Trapu avait deux ans révolus, lorsqu'il lui arriva une aventure qui parut efface la dernière trace de sa nature sauvage. La fin de l'automne fut marquée par une chute de neige précoce et une semaine de température glaciale. Le haut Rio Grande était entièrement gelé. Une deuxième tempête de neige recouvrit la glace et une douzaine des bêtes de Williams traversèrent la rivière et se réfugièrent dans un coin abrité sur l'autre rive. Trapu savait où elles se trouvaient et, à cette époque, il était si bien au courant du travail de la ferme qu'il lui arrivait souvent d'agir de sa propre initiative.Un jour que Williams coupait du bois pour le feu, sur la colline au-dessus de la maison, Trapu las de le regarder, décida de rabattre le bétail épars dans les environs. Il traversa la rivière, suivant les traces laissées par les bêtes et, regroupant rapidement celles-ci, il leur fit reprendre le chemin du ranch. 

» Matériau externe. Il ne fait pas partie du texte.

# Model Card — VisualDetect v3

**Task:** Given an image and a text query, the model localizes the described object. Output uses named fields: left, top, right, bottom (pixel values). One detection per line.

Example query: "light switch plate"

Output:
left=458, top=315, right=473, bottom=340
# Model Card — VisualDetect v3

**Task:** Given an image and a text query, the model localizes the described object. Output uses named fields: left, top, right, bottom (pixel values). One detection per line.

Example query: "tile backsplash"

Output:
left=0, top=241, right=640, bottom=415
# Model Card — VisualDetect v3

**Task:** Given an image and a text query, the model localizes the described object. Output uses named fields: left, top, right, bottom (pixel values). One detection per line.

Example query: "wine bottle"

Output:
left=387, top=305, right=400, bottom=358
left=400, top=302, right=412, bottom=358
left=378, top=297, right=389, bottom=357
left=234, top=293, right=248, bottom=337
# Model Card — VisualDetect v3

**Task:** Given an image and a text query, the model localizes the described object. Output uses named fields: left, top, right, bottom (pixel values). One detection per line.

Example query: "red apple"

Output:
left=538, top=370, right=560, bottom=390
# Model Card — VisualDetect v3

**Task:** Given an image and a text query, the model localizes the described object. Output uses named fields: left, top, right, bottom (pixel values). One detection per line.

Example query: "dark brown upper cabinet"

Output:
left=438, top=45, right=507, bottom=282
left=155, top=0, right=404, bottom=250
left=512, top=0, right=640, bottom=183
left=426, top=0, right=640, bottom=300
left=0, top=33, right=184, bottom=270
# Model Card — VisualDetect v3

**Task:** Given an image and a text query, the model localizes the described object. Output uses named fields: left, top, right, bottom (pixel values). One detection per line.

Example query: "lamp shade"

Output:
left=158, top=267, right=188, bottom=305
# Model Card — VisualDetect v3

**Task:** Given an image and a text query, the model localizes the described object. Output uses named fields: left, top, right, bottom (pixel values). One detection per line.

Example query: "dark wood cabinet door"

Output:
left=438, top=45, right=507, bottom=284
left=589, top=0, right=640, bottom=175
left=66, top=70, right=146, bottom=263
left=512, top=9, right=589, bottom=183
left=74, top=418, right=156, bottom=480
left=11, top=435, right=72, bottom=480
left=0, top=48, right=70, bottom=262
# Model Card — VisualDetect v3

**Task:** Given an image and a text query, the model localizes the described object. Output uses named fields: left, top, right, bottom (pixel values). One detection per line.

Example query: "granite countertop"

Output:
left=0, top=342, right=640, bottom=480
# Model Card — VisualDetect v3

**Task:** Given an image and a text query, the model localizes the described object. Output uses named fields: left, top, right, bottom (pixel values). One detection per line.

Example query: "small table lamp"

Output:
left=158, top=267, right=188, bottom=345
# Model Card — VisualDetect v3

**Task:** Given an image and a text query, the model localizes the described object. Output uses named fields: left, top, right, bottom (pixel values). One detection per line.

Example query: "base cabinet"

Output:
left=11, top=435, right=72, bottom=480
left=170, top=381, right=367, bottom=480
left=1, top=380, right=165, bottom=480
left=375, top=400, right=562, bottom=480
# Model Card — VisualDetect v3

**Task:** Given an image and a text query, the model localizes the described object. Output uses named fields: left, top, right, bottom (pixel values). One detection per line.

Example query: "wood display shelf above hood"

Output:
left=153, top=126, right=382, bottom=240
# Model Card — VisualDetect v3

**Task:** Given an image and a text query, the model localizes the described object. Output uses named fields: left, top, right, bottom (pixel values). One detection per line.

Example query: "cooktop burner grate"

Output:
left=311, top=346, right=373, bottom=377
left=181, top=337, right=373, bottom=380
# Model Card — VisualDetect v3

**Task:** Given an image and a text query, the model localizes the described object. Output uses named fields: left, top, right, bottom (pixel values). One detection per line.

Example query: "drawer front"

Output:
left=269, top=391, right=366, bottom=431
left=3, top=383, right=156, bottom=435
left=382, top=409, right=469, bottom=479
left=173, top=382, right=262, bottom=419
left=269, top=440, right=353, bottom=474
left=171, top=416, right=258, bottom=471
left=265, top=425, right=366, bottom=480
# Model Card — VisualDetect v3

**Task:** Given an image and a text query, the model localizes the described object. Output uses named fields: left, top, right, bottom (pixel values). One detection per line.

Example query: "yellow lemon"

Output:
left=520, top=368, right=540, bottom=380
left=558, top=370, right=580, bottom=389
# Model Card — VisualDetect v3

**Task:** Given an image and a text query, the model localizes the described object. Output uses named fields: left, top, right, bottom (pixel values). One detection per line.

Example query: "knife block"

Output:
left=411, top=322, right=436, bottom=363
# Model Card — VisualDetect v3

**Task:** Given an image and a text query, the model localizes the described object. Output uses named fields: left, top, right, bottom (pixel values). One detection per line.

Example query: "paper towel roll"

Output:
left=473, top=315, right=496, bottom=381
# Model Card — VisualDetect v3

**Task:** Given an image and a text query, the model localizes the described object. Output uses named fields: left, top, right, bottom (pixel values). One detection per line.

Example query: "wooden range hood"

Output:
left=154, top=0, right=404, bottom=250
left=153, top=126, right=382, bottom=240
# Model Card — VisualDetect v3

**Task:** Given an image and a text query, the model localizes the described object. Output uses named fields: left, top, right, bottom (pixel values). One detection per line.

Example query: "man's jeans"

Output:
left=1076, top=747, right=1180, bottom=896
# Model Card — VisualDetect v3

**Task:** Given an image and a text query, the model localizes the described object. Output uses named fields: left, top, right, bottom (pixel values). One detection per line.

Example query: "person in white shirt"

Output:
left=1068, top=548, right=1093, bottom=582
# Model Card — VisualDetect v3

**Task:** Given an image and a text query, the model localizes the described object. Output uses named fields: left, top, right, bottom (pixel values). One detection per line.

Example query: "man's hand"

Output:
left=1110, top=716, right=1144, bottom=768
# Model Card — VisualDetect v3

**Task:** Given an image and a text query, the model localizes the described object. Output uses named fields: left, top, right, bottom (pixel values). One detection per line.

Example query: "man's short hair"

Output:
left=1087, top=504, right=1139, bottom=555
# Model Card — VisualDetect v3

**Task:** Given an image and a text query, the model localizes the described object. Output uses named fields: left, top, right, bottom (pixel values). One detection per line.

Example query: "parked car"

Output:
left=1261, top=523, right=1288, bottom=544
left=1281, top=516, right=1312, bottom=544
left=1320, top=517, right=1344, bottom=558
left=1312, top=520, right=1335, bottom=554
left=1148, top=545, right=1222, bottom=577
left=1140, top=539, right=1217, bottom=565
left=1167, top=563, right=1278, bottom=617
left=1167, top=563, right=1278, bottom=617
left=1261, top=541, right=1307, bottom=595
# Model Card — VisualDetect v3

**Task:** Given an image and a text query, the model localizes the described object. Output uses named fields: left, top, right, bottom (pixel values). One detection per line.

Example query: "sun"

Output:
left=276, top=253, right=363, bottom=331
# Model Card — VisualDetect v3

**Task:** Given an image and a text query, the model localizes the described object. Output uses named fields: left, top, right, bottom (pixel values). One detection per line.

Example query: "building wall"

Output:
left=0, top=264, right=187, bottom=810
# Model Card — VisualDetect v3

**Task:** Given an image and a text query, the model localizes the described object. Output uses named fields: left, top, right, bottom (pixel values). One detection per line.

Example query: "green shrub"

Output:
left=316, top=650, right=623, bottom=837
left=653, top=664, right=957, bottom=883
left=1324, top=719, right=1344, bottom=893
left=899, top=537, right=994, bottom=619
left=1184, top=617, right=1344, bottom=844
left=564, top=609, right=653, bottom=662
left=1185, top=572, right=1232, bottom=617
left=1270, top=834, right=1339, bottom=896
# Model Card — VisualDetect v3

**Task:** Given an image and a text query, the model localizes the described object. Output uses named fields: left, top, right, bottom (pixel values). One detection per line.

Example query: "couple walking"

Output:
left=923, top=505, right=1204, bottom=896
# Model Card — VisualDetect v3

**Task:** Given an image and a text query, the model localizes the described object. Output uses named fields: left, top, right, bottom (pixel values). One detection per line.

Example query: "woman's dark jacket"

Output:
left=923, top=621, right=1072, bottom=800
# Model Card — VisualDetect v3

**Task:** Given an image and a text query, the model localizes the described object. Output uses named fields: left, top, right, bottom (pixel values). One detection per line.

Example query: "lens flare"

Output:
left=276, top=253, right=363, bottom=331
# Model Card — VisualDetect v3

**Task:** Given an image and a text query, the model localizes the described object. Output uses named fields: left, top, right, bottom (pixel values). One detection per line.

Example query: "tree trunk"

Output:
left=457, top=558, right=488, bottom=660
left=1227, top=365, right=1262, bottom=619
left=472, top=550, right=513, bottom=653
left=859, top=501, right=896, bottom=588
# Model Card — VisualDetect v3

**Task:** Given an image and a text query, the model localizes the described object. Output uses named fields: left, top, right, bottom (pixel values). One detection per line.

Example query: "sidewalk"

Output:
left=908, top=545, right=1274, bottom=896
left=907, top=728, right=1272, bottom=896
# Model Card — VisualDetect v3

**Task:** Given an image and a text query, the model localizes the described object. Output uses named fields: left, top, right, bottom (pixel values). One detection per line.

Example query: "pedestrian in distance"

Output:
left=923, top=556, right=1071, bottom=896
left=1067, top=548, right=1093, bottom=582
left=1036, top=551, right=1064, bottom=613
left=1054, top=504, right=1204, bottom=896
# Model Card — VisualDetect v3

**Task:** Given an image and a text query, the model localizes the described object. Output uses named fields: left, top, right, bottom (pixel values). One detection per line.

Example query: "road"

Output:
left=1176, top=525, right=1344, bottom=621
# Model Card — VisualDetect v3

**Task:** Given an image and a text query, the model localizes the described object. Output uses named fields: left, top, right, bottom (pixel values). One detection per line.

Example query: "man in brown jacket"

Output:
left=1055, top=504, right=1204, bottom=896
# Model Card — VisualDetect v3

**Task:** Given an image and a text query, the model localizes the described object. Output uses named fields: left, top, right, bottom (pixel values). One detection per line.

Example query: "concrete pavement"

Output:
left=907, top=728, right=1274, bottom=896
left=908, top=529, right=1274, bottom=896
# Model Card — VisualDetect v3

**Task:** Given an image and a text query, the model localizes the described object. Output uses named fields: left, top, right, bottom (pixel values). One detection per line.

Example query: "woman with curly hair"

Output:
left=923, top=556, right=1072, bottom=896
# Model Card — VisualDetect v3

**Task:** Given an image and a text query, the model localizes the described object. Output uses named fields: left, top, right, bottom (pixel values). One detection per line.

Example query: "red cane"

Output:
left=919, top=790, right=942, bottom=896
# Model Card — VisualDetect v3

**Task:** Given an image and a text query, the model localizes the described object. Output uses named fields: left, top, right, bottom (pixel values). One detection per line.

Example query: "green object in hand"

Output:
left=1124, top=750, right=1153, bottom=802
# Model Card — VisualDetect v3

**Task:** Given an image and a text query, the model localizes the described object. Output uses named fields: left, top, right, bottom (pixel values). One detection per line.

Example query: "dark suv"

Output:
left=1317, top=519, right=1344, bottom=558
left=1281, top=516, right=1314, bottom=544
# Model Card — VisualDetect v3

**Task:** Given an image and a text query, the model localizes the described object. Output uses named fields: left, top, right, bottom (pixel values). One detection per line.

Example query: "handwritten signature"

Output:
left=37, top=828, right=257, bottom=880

Williams l'entendit hurler et descendit jusqu'à la rivière pour mieux se rendre compte. Le bétail avait peur de Trapu, car son odeur était celle d'un "loup". Quand il les conduisait, les bêtes obéissaient précipitamment. Aussi, au lieu de traverser la rivière l'une derrière l'autre, comme elles l'avaient fait auparavant, étaient-elles maintenant massées en un groupe compact. Trapu trottait derrière elles, agitant fièrement le magnifique panache de sa queue. Il n'éprouvait pas la moindre sensation de danger. La masse pesante du troupeau craquela la glace et, au moment où Trapu arrivait au milieu de la rivière, une partie de la croûte bascula, lassant le loup patauger dans un trou d'environ six mètres de diamètre. Trapu savait nager, mais il était bien en peine de sortir de cette eau glaciale.

Williams comprit immédiatement la situation. Il retourna rapidement dans la grange chercher une planche et, muni de celle-ci, il s'élança vers la rivière.

"Tiens bon, Trapu", cria-t-il, "J'arrive".